A key design goal of the project was that almost anyone could contribute a scraper, and people have in fact taught themselves Python in order to do so!
To make this possible, the core provides a very detailed “blueprint” for a scraper, a base class per scraper type, and authors can then inherit from this class, implement a method or two (as well as any helper methods they wish) and have a working scraper.
We can look at an example scraper such as az.bills to see what this looks like in practice.
These scrapers import modules from openstates-core
, which provide common functionality like validation logic, helper functions for common tasks, and writing the output to JSON.
The scrapers themselves use lxml.html
, re
, and lots of other libraries to extract the information they need from HTML files, PDFs, Excel Files, Word Documents, and much more.
bobsled
https://github.com/openstates/bobsled
In practice, once a scraper is written, we want to run it at least once, but often many times a day, getting the latest data.
While there are many tools to do this, while the project was on a shoestring budget, we landed on an approach that would turn servers on, run a single scraper, and then turn the server off. This is a cloud-hosted web application we called bobsled.
I won’t go too far into the design of this application, but it is responsible for maintaining a schedule: checking when given scrapers last ran and what the results were. If the configuration indicates that a new run is needed, bobsled
will call the openstates.cli
to run a scrape, and then once the JSON has been written, will run an import as well.
This is also used to run the aforementioned full text processing, download and process legislator photos, and other tasks that need to occur semi-regularly.
Given that scrapers can fail for any number of reasons, this application uses the GitHub API to open a GitHub issue if a scraper fails more than
Manual Processes
https://github.com/openstates/people
This is a good moment to discuss the fact that the design of the system makes room for manual processes.
Some information is far more expensive to scrape than it is to ask a person to enter themselves. Also sometimes official sources are incorrect, and this gives a mechanism to correct some of that as needed.
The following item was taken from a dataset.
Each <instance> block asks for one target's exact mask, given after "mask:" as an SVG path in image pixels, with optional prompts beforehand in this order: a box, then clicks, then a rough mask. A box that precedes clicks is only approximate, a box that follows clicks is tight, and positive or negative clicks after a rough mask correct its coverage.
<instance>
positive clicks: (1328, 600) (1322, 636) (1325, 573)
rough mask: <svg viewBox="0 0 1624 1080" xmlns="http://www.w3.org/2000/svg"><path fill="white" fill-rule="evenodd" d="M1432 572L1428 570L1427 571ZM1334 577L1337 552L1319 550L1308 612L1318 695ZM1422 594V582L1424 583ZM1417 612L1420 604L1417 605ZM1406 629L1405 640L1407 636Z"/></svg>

This system writes scraper data out to a Git repository instead of a traditional database. This allows us to track changes, and allow people to make manual changes as needed.
openstates.geo
Another special component worth a mention is openstates.geo
.
By far the most used feature of the website is helping people find out who represents them in their state legislature.
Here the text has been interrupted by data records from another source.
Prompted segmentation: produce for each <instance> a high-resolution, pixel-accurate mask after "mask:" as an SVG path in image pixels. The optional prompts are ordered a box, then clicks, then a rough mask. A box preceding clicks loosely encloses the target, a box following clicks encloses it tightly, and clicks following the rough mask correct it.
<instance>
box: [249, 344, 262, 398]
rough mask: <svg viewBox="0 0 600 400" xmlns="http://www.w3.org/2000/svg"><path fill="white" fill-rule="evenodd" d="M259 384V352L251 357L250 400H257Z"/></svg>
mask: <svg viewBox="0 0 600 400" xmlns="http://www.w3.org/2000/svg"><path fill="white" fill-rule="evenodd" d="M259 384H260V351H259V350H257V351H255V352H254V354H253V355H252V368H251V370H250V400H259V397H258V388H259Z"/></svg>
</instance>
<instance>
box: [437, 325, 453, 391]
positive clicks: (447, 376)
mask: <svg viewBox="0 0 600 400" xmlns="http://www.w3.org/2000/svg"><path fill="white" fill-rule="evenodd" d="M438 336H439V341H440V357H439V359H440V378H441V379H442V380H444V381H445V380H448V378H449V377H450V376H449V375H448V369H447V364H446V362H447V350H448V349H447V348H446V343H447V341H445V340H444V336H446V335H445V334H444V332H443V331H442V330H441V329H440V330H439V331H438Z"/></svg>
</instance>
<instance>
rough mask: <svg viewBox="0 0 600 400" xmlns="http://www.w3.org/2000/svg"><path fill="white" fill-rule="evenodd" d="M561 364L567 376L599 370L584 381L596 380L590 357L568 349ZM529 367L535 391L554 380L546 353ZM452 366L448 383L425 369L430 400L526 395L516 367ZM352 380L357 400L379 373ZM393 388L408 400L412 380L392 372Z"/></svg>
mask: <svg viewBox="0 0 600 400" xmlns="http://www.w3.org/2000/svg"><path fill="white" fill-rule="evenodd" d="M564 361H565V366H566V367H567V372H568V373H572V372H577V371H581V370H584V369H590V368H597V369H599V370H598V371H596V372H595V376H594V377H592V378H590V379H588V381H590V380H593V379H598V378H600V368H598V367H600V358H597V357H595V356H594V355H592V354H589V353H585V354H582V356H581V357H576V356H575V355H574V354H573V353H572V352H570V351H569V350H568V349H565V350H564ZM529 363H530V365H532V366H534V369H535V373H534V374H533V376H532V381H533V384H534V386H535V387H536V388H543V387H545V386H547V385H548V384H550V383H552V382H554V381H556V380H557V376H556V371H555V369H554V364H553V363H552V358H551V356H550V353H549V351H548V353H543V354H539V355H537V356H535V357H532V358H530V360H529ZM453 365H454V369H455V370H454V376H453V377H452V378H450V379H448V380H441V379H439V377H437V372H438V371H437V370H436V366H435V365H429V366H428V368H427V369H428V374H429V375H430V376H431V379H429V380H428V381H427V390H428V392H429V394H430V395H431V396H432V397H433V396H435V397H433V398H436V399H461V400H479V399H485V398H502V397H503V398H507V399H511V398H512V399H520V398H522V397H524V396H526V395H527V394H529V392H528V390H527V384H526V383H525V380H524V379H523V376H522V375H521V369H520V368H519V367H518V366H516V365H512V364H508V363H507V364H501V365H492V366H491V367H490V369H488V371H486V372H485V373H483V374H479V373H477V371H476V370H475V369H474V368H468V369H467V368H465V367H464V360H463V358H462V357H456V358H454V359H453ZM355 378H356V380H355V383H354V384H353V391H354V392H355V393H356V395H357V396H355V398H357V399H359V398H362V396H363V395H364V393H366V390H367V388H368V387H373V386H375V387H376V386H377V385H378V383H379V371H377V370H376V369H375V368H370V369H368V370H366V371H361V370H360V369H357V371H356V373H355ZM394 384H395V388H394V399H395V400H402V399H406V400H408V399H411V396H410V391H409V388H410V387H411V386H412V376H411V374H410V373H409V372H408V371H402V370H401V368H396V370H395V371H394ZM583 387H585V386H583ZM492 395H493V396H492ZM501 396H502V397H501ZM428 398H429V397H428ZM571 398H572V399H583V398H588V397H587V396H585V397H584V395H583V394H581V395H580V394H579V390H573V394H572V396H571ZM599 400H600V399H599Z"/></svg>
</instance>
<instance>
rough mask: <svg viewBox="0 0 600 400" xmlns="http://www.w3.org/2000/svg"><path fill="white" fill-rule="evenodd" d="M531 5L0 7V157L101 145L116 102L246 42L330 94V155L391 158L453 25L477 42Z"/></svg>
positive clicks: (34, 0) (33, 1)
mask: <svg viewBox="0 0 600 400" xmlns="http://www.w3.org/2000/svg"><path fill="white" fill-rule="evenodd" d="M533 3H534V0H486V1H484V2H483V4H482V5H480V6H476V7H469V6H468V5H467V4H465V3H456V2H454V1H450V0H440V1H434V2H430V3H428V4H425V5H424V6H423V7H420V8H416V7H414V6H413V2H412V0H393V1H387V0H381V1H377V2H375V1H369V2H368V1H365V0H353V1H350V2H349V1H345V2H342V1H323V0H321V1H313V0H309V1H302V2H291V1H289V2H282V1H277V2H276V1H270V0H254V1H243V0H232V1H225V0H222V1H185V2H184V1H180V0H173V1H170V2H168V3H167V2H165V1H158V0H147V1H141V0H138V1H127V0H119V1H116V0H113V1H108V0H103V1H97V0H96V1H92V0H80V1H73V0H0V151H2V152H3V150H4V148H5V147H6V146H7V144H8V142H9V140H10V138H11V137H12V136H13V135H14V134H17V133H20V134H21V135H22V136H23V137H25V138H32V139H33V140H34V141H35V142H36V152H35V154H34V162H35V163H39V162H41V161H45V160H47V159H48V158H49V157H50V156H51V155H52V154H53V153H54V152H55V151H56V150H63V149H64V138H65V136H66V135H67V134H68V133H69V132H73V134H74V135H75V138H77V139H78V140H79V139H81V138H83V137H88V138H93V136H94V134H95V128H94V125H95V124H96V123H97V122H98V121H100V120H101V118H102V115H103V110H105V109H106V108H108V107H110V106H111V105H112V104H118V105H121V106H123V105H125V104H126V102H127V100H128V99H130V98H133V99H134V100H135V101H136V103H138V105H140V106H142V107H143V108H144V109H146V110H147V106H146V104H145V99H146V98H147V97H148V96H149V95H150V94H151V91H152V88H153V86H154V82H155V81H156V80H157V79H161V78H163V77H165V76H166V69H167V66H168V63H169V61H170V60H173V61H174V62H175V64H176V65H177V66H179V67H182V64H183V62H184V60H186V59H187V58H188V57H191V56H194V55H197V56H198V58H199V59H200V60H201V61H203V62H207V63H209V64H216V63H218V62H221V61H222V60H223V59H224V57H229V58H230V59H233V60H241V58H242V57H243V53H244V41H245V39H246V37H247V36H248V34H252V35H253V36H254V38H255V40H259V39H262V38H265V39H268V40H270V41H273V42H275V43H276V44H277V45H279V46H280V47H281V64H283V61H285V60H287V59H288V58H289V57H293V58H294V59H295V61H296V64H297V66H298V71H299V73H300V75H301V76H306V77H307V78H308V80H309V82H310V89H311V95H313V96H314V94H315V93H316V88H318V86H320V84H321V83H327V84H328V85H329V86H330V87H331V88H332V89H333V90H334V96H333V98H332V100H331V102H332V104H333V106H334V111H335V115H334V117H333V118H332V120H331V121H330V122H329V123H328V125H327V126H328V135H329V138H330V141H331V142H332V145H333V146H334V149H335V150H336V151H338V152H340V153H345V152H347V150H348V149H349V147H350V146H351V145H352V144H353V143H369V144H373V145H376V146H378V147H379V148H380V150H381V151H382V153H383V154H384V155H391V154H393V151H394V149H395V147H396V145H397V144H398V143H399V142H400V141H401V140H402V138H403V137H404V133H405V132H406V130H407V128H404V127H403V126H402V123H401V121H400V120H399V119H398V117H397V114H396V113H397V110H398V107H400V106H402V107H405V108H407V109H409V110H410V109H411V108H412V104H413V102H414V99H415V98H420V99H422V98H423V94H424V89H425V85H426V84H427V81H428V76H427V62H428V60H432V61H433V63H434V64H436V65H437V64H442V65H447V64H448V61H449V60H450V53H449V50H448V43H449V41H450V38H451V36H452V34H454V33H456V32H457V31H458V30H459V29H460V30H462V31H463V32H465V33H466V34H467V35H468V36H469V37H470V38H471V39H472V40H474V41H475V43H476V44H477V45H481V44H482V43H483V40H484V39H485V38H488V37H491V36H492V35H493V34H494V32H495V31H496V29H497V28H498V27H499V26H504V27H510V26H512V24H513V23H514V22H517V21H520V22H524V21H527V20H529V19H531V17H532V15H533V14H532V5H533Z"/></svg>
To do this we need to place people within the polygons representing their congressional districts. This is done by loading all of the districts into a PostGIS (PostgreSQL w/ GIS features) database.
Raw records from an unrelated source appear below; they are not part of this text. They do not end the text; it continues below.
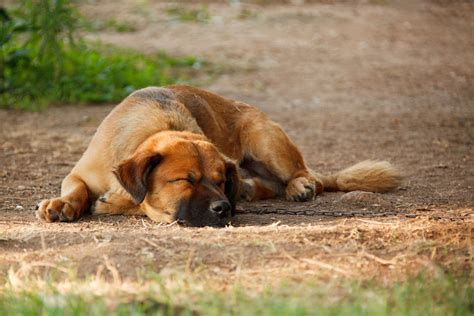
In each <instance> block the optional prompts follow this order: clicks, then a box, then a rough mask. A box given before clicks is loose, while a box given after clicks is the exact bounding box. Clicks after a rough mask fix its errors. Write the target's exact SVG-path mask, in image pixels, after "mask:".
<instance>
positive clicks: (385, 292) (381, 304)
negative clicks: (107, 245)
mask: <svg viewBox="0 0 474 316" xmlns="http://www.w3.org/2000/svg"><path fill="white" fill-rule="evenodd" d="M156 282H160V280H159V278H157V279H156ZM160 288H161V290H163V286H161V287H160ZM182 292H186V289H183V291H181V293H182ZM473 295H474V292H473V288H472V285H471V284H470V283H469V279H468V278H463V279H453V278H449V277H445V276H440V277H436V278H425V277H416V278H413V279H410V280H408V281H404V282H399V283H395V284H393V285H391V286H388V287H383V286H381V285H379V284H377V283H374V282H372V283H357V284H354V283H351V284H346V285H340V284H331V283H329V284H328V283H321V284H301V285H294V284H293V285H288V286H282V287H280V288H272V289H269V290H267V291H264V292H263V293H260V294H257V295H253V293H247V292H245V291H243V290H241V289H240V290H239V289H235V290H233V291H231V292H230V293H216V292H212V291H206V290H201V291H200V292H194V294H193V295H192V296H190V297H189V298H188V299H186V300H185V303H181V304H179V303H178V304H176V302H173V297H174V295H173V293H170V292H166V289H165V291H164V292H163V291H161V293H160V294H153V293H148V294H147V296H146V297H143V295H141V298H140V299H137V298H132V299H131V298H130V297H128V298H127V299H119V300H116V301H112V302H111V300H110V299H107V298H104V297H94V296H89V297H85V296H77V295H63V294H60V293H58V292H55V291H49V292H47V293H32V292H22V293H13V292H11V291H7V292H6V293H5V292H4V293H2V294H0V314H2V315H38V314H41V315H103V314H110V315H146V314H154V315H196V314H200V315H272V316H275V315H430V316H431V315H472V313H473V311H474V305H473V301H472V298H473Z"/></svg>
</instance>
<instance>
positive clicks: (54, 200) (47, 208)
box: [35, 198, 78, 223]
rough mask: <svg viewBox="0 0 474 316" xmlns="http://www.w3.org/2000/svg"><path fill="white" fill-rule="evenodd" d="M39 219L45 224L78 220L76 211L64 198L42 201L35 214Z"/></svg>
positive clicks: (57, 198)
mask: <svg viewBox="0 0 474 316" xmlns="http://www.w3.org/2000/svg"><path fill="white" fill-rule="evenodd" d="M35 215H36V217H37V218H38V219H40V220H42V221H45V222H49V223H52V222H72V221H74V220H76V219H77V217H78V216H77V212H76V209H75V208H74V207H73V206H72V204H71V203H69V202H68V201H65V200H64V199H62V198H54V199H49V200H43V201H41V202H40V203H39V204H38V206H37V210H36V212H35Z"/></svg>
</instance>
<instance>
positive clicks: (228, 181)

This code is so mission-critical, it in fact runs as a microservice so that it can be written in the minimal amount of Python possible. That means that instead of needing to load a dozen or so irrelevant modules, it only loads the code that is absolutely necessary to perform the task of matching a latitude & longitude to the district polygons that contain it and return them in a simple JSON API call.
Publishing Data
https://github.com/openstates/api-v3 & https://github.com/openstates/openstates.org
Once the data has been ingested into a database, it is uniform and ready for public consumption.
The data is served out in three ways:
- bulk data which is generated nightly via
bobsled
jobs (writing large amounts of data to CSV & JSON files) - a JSON API that serves millions of requests per hour
- a public website that serves millions of users per year
These are all separate Python applications, but they use a shared interface to the data through openstates-core
. This ensures that a change to the data model is reflected in the scrapers, API, and website together, since letting them get out of sync would lead to confusion or invalid data.